For LastPass users, you already know how great this free service is. It’s the best way to keep your passwords secure. Today, I want to talk about another feature I heard about on the Steve Gibson Security Now Podcast.
One Time Passwords
Perhaps you’re traveling and have internet access on a public computer and you need to get something from your LastPass vault. Of course, you wouldn’t want to enter in your master password at a public site – there could be a keylogger on the machine for all you know.
With LastPass, you can generate your own One Time Passwords and print them out and put in your wallet. While at a public hotspot, enter in one of the numbers and wa-la, you’re in! Since it’s one time, that’s the only time that password will get access to your Password vault. You’ve gained access to your password list, and if a keylogger or other sniffer got your password, it’s of no use to them. If you’re then going to use LastPass to log on to one of your sites, I’m not sure if a keylogger can capture an autofill from LastPass or not.

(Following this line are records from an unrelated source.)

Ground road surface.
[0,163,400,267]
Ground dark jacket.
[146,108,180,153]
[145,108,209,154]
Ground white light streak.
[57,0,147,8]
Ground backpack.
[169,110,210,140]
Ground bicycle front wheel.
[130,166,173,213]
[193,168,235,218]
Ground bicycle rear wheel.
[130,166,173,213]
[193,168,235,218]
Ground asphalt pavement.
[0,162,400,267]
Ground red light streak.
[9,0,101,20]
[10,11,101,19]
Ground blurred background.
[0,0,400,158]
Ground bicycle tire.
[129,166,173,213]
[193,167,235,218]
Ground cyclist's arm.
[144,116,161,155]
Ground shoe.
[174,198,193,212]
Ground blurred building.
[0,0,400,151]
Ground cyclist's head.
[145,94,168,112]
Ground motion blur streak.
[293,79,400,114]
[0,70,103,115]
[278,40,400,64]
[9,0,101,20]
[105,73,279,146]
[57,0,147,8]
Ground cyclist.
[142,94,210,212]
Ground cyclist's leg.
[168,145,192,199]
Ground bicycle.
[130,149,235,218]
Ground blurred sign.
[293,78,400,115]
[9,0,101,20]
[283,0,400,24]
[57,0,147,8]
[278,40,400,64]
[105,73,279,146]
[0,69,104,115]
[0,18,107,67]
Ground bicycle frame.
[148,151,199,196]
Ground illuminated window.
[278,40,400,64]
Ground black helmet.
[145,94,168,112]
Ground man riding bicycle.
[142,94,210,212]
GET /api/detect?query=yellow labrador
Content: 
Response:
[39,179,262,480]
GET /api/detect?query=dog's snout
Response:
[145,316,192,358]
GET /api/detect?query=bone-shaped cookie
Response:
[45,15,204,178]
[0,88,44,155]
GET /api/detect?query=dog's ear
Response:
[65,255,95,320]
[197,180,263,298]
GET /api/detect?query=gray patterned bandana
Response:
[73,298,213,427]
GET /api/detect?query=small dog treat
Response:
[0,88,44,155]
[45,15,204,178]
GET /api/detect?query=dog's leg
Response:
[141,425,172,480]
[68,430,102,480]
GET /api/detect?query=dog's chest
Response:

There’s another use for this One Time Password that I feel is very useful.
In Case I Die
If you’re the person in your family who takes care of finances knows where the money, insurance and legal papers, etc. are and you use LastPass, here’s a great idea. Print out a few of the One Time Passwords and put in your Safe Deposit Box, leave it with your attorney or let your spouse/family member know where it is in case you pass away suddenly and perhaps aren’t totally prepared with all your documents. If you do this, be sure to write your email address on the paper too because you need both in order to log into LastPass.
First, you need to be at a trusted, and most likely, your home computer. Log into LastPass and go to http://helpdesk.lastpass.com/security-options/one-time-passwords/. I found this under Support and then clicked on the One Time Passwords link.
Then you’ll be taken to a page that explains how to generate one or more passwords for your site.
Using a One-Time Password
When you need to use your One Time Password, just go to lastpass.com and you’ll see the one-time password area – click on that and you’ll enter in your email and password on another page – it won’t work on the regular sign in page. Complete your sign-in using one of the passwords you’ve generated and you’re in!
If you still aren’t using LastPass, the free service is great and fits most people’s needs. It has saved me much in time and frustration trying to locate and remember my passwords.